Last year, I was in the US interviewing people with severe asthma and COPD about their experiences with inhalers. When asked which of their inhalers they liked best, almost all patients said that they preferred their rescue device (which is used to relieve symptoms during an asthma attack) to their preventer inhaler (used daily to reduce inflammation and prevent asthma attacks). In fact, many said they didn’t really see the point of the preventer. As one user, who had had severe asthma since childhood, said: “I’ve been feeling fine lately, so I don’t need it”.
In the light of evidence about the effectiveness of preventer inhalers this response is surprising. The preventer device reduces reliance on rescue inhalers and the frequency of trips to A&E for severe asthmatics. Yet, unlike the rescue device, the benefit of the preventer is not immediately obvious in terms of symptom relief. In fact, as with many preventative measures, the user has no way of knowing what would have happened if he or she hadn’t used it.
The cost and impact of poor medication adherence
This is one of a number of problems relating to medication adherence, which can have a serious impact on both patient outcomes and the bottom line for the pharmaceuticals industry. Studies suggest that the proportion of prescriptions that are actually filled ranges from 45-85% . If a drug is associated with an annual revenue of $5 billion, this implies lost revenue between $1 billion and $6 billion. While payers may appear to benefit from these savings, this is a short-term benefit. In the long term the costs they incur from non-adherence will outweigh any short-term savings .
In terms of patient outcomes, studies suggest that poor adherence to asthma and COPD medication is associated with increased mortality, with relative risk increasing up to 2.5 times at three years . In addition to this, with increasing pressures on healthcare costs, payers are now increasingly pushing back on expensive drugs and asking questions about evidence of real-world effectiveness – in this context, poor adherence is increasingly seen as a failure of the drug or delivery device.
Understandably, efforts to improve adherence are ongoing and wide-ranging, yet they present their own challenges. While a typical usability study can be completed in a few weeks, it takes much longer to get results about adherence. For example, it can take twelve months to establish whether a device design feature is having a positive impact on adherence.
A model for structured thinking about drug delivery systems and predicting adherence
Having conducted an extensive review of adherence research papers and been involved in numerous design development projects where adherence was a concern, our view is that adherence interventions too often are haphazard and piecemeal. Rarely is a full appraisal made of what could be done. Instead, a few potential ideas are developed up and tested with users over a prolonged period of time – but this risks wasting time and money on an idea that is not optimal. The principle of our model is that a structured and informed view of adherence factors is the best way to prioritise interventions and maximise the chances of success.
For these reasons, we set ourselves the challenge of coming up with a way to predict adherence, and we’ve now developed a deterministic model for this purpose. The value of such a model includes:
- Understanding the reasons why a device has low levels of adherence compared to another;
- Informing decisions when selecting drug delivery platforms by enabling rapid comparisons;
- Prioritising device design features during a development programme (i.e. considering cost-benefit and sensitivity);
- Helping to structure discussions and brainstorms during device concept development.
The Design for Adherence (DfA) model we have developed is based on an analysis of factors relating to user capability (can the patient perform the task), opportunity (does the patient have the chance to perform the task) and motivation (does the patient want to perform the task) – which are three components of behaviour into which all aspects of adherence can be classified .
We also considered the impact on adherence of disease (e.g. does the disease cause loss of capability), patient population (e.g. are patients likely to come from a particular social group that might limit their opportunities), treatment factors (e.g. how are side effects likely to impact patient motivation), and device design (e.g. how easy is the device to use, i.e. what level of mental capability is required). Following a review of evidence from research in social and cognitive psychology, healthcare education, pharmacy as well as medicine, we came up with a question set that considers factors affecting capability, opportunity and motivation as they relate to disease factors, patient factors, treatment factors and device design factors.

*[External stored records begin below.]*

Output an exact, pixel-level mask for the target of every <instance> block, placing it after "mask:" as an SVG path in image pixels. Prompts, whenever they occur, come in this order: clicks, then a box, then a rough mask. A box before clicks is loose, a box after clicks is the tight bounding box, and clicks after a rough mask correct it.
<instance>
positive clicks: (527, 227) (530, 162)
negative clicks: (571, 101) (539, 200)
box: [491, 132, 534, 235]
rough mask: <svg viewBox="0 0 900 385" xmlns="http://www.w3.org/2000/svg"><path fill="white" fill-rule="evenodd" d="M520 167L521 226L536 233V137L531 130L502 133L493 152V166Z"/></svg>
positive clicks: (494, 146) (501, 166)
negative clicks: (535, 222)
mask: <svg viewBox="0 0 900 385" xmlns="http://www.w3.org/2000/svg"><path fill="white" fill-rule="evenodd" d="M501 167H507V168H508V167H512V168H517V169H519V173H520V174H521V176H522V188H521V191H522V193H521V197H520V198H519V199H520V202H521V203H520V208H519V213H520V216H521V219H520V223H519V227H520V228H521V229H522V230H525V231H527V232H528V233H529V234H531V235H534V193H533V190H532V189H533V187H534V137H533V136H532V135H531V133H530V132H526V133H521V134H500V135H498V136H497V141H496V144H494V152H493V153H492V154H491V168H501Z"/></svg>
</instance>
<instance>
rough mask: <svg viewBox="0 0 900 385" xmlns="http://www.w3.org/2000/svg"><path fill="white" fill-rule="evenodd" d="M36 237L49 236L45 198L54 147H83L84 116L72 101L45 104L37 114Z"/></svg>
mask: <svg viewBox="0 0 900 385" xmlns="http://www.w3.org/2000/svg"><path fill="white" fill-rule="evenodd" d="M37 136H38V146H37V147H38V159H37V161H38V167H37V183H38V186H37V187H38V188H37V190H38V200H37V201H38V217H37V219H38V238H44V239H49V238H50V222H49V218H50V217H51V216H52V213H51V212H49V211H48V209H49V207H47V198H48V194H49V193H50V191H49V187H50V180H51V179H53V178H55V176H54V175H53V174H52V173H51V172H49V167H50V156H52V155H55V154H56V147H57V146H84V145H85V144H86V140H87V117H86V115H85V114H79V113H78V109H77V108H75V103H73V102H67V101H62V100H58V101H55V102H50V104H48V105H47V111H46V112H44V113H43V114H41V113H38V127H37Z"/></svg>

Our model enables informed assessments of drug delivery systems. To date, we have tested the model with data from published research that compares adherence for different devices or device variants, and results so far are promising. Figure 1 shows a comparison of predictions with actual adherence data for one of the studies that we used to test our model.
In summary, adherence is a serious and difficult problem. Economically, it affects payers in the long term as patient conditions worsen and more drastic and expensive interventions such as surgery and round-the-clock care become necessary; it affects industry as it causes the market for their products to shrink; and it affects patients as they are more likely to require time in hospital, have exacerbations that put additional demand on A&E departments and must spend more on health care premiums and any additional treatments or care that are not covered. Our aim is to come up with a fast and cost-effective way to design or select technologies that have the best chance of improving adherence. Achieving this goal will benefit not just patients and pharma but society as a whole.